An embroiderer is a man who designs and stitches an embroidery. The female equivalent is an ‘embroideress'. By the end of the twentieth century, the term embroiderer was often used for either a man or a woman. At the same time the word embroiderer also means someone who creates a piece of art (rather than a functional item), using one or more embroidery techniques.

Flowerer is a nineteenth century nickname given to a woman who made Ayrshire whitework embroidery, which was well known for its floral motifs, hence the name.

Kanakara is a Greek term from the island of Karpathos and refers to the first born girl in a family. The male equivalent is a kanakaris. Until the mid-twentieth century, the island of Karpathos in the southeastern part of the Aegean Sea had a local inheritance tradition and law that meant that first born sons and daughters were treated differently from their younger siblings.

King's (Queen's) Embroiderer was an official position, from the late medieval period onwards, within the Great Wardrobe, a branch of the English monarch’s court.

The term lace runner can be used in different ways. It was, for example, a nineteenth century English term for a person who hand embroidered lengths of machine net with darning stitches or running stitches. The term can also be used for strips of net or cloth, such as linen decorated with lace or embroidery of some kind. These were intended to run down, for instance, a table centre. Sometimes these strips are mistaken for stoles.

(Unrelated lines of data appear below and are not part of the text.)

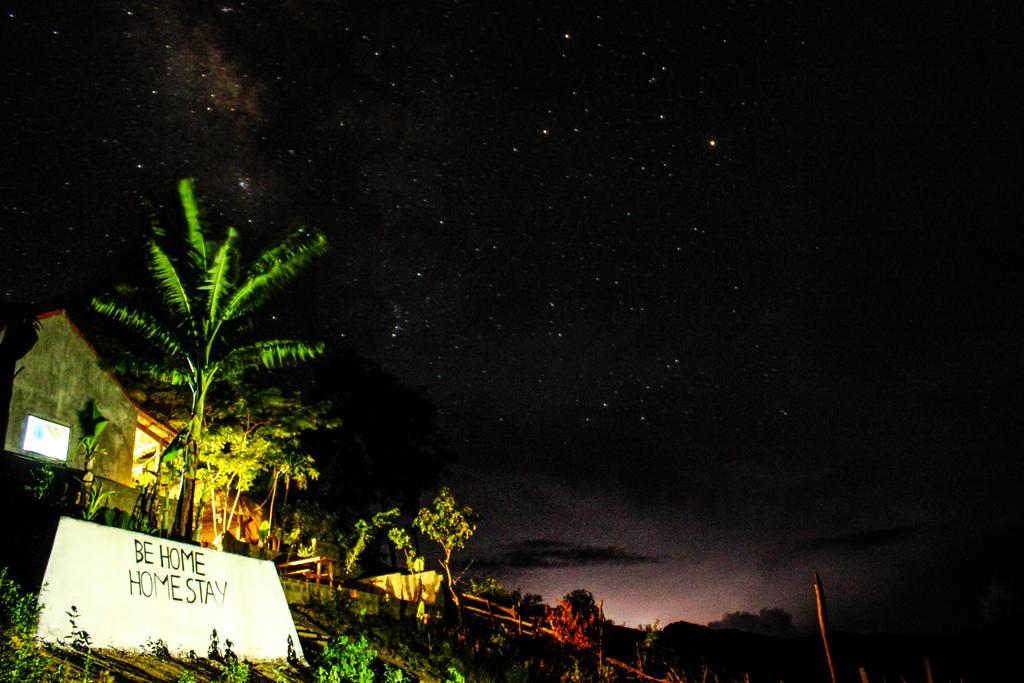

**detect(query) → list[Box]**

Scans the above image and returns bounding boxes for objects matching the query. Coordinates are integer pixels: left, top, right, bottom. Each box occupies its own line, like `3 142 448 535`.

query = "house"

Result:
1 310 175 510
1 309 269 545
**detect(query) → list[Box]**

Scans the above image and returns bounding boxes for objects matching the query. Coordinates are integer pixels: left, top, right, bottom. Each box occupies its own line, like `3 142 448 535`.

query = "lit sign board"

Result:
23 415 70 461
37 517 304 661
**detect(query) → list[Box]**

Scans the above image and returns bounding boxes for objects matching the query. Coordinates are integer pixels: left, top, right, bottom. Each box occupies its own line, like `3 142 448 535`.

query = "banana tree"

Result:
92 178 328 539
76 399 109 508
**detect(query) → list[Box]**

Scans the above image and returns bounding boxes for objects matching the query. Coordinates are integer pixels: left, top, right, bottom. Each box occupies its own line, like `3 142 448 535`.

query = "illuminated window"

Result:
23 415 71 461
133 413 176 495
132 426 160 485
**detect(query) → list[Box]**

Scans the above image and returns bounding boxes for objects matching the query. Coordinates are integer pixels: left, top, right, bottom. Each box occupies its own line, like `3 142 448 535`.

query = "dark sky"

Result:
2 1 1022 634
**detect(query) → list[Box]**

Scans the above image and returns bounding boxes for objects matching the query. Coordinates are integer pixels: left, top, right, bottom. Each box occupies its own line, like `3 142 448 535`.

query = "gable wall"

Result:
4 312 136 486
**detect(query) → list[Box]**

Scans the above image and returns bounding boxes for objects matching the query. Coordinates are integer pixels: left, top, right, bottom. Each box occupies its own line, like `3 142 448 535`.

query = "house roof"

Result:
32 310 177 444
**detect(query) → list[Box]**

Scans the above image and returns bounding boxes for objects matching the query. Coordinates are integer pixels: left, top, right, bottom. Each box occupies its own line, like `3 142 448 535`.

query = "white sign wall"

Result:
36 517 303 661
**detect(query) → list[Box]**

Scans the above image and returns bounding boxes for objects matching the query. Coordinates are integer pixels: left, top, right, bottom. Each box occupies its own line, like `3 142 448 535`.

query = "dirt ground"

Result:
52 608 331 682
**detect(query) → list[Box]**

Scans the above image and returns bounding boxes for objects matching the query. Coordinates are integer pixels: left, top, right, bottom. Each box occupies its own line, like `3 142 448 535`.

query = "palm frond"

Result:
178 178 208 271
223 229 328 321
107 355 191 387
218 339 325 374
146 239 193 323
91 296 186 359
145 199 166 239
203 226 239 325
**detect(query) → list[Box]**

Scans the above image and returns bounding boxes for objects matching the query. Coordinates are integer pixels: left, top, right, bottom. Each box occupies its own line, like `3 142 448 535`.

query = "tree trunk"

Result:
210 487 219 538
226 485 242 537
441 555 462 627
172 385 206 540
171 427 201 539
267 473 279 530
147 445 165 520
172 473 197 540
79 451 96 508
192 484 207 541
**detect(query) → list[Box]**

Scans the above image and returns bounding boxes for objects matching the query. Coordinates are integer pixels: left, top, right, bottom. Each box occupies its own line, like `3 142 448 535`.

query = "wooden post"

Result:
858 666 870 683
814 572 839 683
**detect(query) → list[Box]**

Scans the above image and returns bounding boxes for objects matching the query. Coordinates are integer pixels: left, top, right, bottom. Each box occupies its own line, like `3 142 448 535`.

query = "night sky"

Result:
2 2 1022 635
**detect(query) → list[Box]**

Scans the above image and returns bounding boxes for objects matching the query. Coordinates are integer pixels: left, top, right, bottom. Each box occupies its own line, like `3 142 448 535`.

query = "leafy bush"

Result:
443 664 466 683
340 509 400 578
547 590 600 651
315 634 377 683
0 568 65 683
312 632 416 683
465 577 508 601
220 658 250 683
24 466 55 502
282 500 340 557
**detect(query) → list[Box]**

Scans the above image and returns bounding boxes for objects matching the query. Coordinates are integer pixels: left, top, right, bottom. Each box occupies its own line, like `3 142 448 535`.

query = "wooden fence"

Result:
460 593 681 681
460 592 557 638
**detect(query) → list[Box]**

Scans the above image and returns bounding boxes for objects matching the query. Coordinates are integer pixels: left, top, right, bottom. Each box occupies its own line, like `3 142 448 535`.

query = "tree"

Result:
413 487 478 623
201 385 335 539
91 178 327 538
308 354 454 523
548 589 600 651
386 526 424 573
340 508 400 578
253 389 337 531
199 413 269 541
75 399 109 507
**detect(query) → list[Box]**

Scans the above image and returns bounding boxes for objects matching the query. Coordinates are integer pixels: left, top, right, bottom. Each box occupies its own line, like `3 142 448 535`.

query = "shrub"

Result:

A lacemaker is a general term used to describe someone who makes hand or machine lace. With respect to the hand lace forms, the term is mostly used for someone who makes bobbin lace, rather than, for example, needle lace.

Needler is an American term for a person who stitches an embroidery pattern.

Needleworker is a term, used especially in North America, for anyone who makes (decorative) items with a needle. The term is also used to indicate anyone engaged in needlework, when opposed to embroidery. This definition/use of the word needleworker does not appear in either the English Oxford Dictionary (UK) or the Merriam-Webster Dictionary (USA).

Pattern maker is an eighteenth century English term for a man or woman who professionally made embroidery and lace patterns.

Quilter is a term used in English-language quilting groups to refer to either of two people making quilts. These two are: 1. the person who designs and/or makes a quilt top, or 2. the person who stitches or ties the layers of a quilt together. This may or may not be the same person who designs and/or stitches the quilt top.

Runner is a nineteenth century term for people who embroidered machine nets using running or darning stitches.

Silkwoman is an English term for a woman who imported silk and metal threads, worked them into embroideries and/or braids, fringes and other types of passementerie. There is written evidence for the existence of 'silkwomen' in Paris (France) in the fourteenth century.

Stitcher is originally an American term for a person who performs the last steps in finishing an item of clothing in a garment factory or atelier.

Tapissier is a French term that is sometimes incorrectly associated with an embroiderer or stitcher. Originally the term tapissier was used to describe someone who wove tapestries. By the sixteenth century the term also included anyone who mended tapestries.